A student at Noble Street College Prep does classwork at the school in Chicago in February. (AP Photo/M. Spencer Green)
A student at Noble Street College Prep does classwork at the school in Chicago in February.

Our neighbors at msnbc's Melissa Harris-Perry report that Chicago's Noble Network of Charter Schools is making some cash on the side by charging "disciplinary fees" to unruly students. The parents of one teenager, writes Traci Lee, had to pay close to $2,000 in fines for infractions including "an unkempt appearance and not making eye contact."

Unreasonable, perhaps, but not unprofitable. Writes Lee: "According to the Chicago Tribune, Noble raked in approximately $200,000 in disciplinary fees  in 2011 and almost $400,000 since the 2008-09 school year."

That's small change compared to the nearly $70 million in funding the charter school network is expected to receive this year, but it's enough to make it worth the effort. Noble Network CEO Michael Milkie defended the schools' actions last year, telling the Tribune that the fees not only clamped down on violence, but also offset the costs for the school to administer detention.

Indeed, disciplinary fees are a win-win for charter schools: Not only are they reasonably lucrative, but there's also a great way to enforce social control. If a kids' unruly behavior puts a significant financial burden on his parents, you can bet those parents will do everything they can to get their son in line. The increased classroom discipline, in turn, reflects well on the charter school, which might then expect more city funding.

So the charter network has considerable incentive to make the fines increasingly draconian, both to discourage infractions and to squeeze more money out of the kids who still misbehave. But they also have an incentive to create more and more rules which the students might then break. The greater the risk of breaking a rule, the more likely the schools are to make a buck off their students.

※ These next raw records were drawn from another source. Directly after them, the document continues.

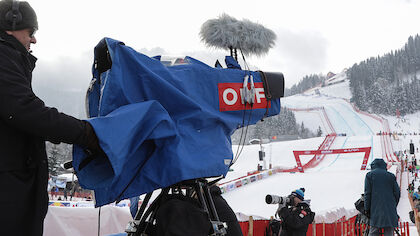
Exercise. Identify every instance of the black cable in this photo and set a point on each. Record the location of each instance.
(99, 222)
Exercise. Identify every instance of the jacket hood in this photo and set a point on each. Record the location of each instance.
(378, 163)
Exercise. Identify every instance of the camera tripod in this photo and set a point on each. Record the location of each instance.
(144, 223)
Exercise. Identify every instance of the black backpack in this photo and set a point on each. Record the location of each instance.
(360, 204)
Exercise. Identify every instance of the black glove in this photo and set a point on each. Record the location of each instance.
(366, 213)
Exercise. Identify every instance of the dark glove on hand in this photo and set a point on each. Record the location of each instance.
(367, 213)
(92, 143)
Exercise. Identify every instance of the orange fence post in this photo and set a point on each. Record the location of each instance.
(251, 226)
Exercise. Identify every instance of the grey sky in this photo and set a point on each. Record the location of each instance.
(312, 36)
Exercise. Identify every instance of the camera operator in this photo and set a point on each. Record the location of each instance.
(295, 214)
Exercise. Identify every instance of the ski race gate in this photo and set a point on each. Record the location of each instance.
(317, 154)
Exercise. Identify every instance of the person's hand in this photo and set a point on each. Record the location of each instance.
(367, 213)
(92, 148)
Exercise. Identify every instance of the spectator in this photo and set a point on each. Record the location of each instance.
(25, 124)
(382, 195)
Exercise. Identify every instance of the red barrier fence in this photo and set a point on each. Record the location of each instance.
(347, 227)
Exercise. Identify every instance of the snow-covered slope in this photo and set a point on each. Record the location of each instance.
(338, 181)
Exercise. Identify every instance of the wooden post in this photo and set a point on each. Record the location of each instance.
(251, 226)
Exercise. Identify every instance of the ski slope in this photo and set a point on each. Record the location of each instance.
(337, 181)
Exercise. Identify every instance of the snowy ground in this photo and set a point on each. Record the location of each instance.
(337, 182)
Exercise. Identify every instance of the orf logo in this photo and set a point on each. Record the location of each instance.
(230, 97)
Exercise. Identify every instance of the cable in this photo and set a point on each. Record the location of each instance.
(242, 138)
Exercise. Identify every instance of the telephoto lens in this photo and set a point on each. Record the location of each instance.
(274, 199)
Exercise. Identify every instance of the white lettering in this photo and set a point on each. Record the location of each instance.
(259, 93)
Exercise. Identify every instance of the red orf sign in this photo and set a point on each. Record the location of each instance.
(366, 150)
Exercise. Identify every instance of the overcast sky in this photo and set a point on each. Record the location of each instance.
(313, 36)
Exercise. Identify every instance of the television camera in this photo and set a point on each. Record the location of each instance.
(170, 117)
(281, 200)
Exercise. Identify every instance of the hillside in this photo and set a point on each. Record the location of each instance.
(337, 181)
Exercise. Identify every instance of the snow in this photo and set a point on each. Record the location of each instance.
(337, 182)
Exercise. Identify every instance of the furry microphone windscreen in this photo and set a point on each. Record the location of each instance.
(227, 32)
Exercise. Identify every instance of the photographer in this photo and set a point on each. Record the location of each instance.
(295, 214)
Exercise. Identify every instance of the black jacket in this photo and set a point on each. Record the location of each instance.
(295, 220)
(25, 122)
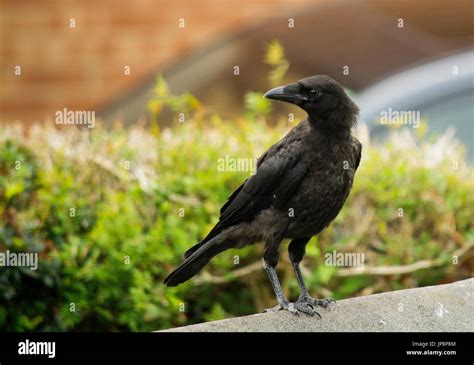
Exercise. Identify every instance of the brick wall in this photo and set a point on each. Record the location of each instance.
(83, 67)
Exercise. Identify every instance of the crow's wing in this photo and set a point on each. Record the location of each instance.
(279, 173)
(277, 177)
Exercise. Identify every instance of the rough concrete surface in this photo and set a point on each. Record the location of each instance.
(441, 308)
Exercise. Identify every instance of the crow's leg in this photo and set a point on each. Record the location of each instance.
(296, 251)
(270, 261)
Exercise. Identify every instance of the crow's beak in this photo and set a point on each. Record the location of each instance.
(287, 93)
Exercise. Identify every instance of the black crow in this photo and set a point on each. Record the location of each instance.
(300, 185)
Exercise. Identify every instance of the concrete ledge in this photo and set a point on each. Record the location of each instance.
(441, 308)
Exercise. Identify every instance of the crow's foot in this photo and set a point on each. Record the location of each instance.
(294, 308)
(325, 303)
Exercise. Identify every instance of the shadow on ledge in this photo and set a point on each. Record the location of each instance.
(441, 308)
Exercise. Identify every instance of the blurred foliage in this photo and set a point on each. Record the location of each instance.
(275, 58)
(110, 213)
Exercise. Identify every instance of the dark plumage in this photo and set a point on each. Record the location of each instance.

Better yet, the schools can justify the proliferation of seemingly harsh and arbitrary fines—say, fining students hundreds of dollars for "not making eye contact"—by using "Broken Windows" theory. Under James Q. Wilson's theory (dissected here by Mike Konczal), you could argue that such rules preserve order by targeting potential troublemakers and punishing them into submission before they have the chance to do anything which would actually harm the community. It's the perfect combination of money-making scheme and authoritarian policing program.

Of course, such a system sounds like a nightmare for the actual students and parents: an education system governed by fear of financial ruin. It's a fundamental flaw in the charterization of public education that such an outcome seems not only reasonable but ideal from a management perspective. Charter advocates talk a good game about freedom and school choice, but private institutions which control public goods have plenty of incentives to be authoritarian—even tyrannical.

As the Noble Network example goes, debt is a crucial tool for enforcing such tyranny. I wrote about another example over the summer: When local governments outsource debt collection to private companies, the contractors will frequently lard on additional debts as punishment for late payments. As a result, one man "has spent a total of 24 months in jail and owes $10,000, all for traffic and license violations that began a decade ago."

Needless to say, the analogy between the education system and the criminal justice system is not a flattering one.